Mississippi State University has been involved in what is now called cluster computing at least since 1987. In that year, DARPA funded an MSU project called MADEM (Mapped Array Differential Equation Machine). MADEM was a distributed memory MIMD system based on the Sun 4/110 workstation.
By 1992, research had moved to an 8 node system based on SPARCstation 2
workstations interconnected with communications cards developed by MSU
researchers. Included in this system were custom built performance monitoring
capabilities as well as a midplane with wormhole router chips. This system was
known as the MSPARC/8, which indicated that it was
the second generation of the MADEM system, was now based on the new Sun SPARC
architecture, and that it had 8 processors. As with the MADEM system, the
MSPARC/8 had motherboards that were removed from their original chassis and
mounted in a custom chassis with direct interconnects to the midplane.
In June of 1993, the first components were purchased for what would be known
as the SuperMSPARC. This was the third generation of this project. The
SuperMSPARC is comprised of 8 Sun SPARCstation 10 workstations. Each node has
4 90MHz HyperSPARC processor modules, and 288 MB of RAM. Sun had originally
intended to release a quad processor SuperSPARC-based SPARCstation 10, but
eventually released them as HyperSPARCs instead due to heat issues.
Unfortunately, the project was already named SuperMSPARC by that time. The
nodes have been interconnected via the built-in 10Mb/s ethernet, 155Mb/s (OC3) ATM,
and Myrinet. The system also has a custom-built midplane and SBUS cards used
for monitoring interprocess communications. Unlike its predecessors, the
SuperMSPARC systems were left in their original chassis and connected via
cables from their SBUS ports to the custom midplane. This project has been so
successful, that as of June 2002, nine years after its construction began, it
is still in service as a tool to teach parallel computing techniques.
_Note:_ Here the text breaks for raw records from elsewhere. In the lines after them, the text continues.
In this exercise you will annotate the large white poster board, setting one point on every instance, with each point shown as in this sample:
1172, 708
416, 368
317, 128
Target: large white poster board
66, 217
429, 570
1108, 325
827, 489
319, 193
In December 1999, the fourth generation of this project began. The
UltraMSPARC is a 16 node system. Each node has 4 400 MHz UltraSPARC II
processors and 2 GB of RAM. The nodes are connected via Myrinet as well as
100Mb/s ethernet. The research continues with this system by using custom
built Global Positioning System (GPS) cards in the nodes to synchronize their
system clocks very accurately with similar systems in a remote location. MSU
is now experimenting with clustering techniques where the physical location of
the nodes no longer matters. Unlike previous generations, the UltraMSPARC was
designed from the outset to be primarily a production level system. The
clustering research on this system is secondary to its main function as a
center-wide computational resource.
It was due to the experience gained through more than a decade of cluster
computing that the MSU Engineering Research Center embarked on the large-scale
production system that became known as EMPIRE (ERC's Massively Parallel
Initiative for Research and Engineering). EMPIRE is currently a 1038
processor (519 node) cluster based on Intel Pentium III processors running the
Linux operating system. Each node contains dual Pentium III processors
running at either 1GHz or 1.266GHz, and 1GB of RAM. It is the first cluster
built at the ERC based on the Intel/Linux architecture instead of the
Sun/SunOS/Solaris architecture. EMPIRE is built primarily with IBM eSeries
x330 rackmountable systems connected via 100Mb/s ethernet with interswitch
communications via Gigabit ethernet.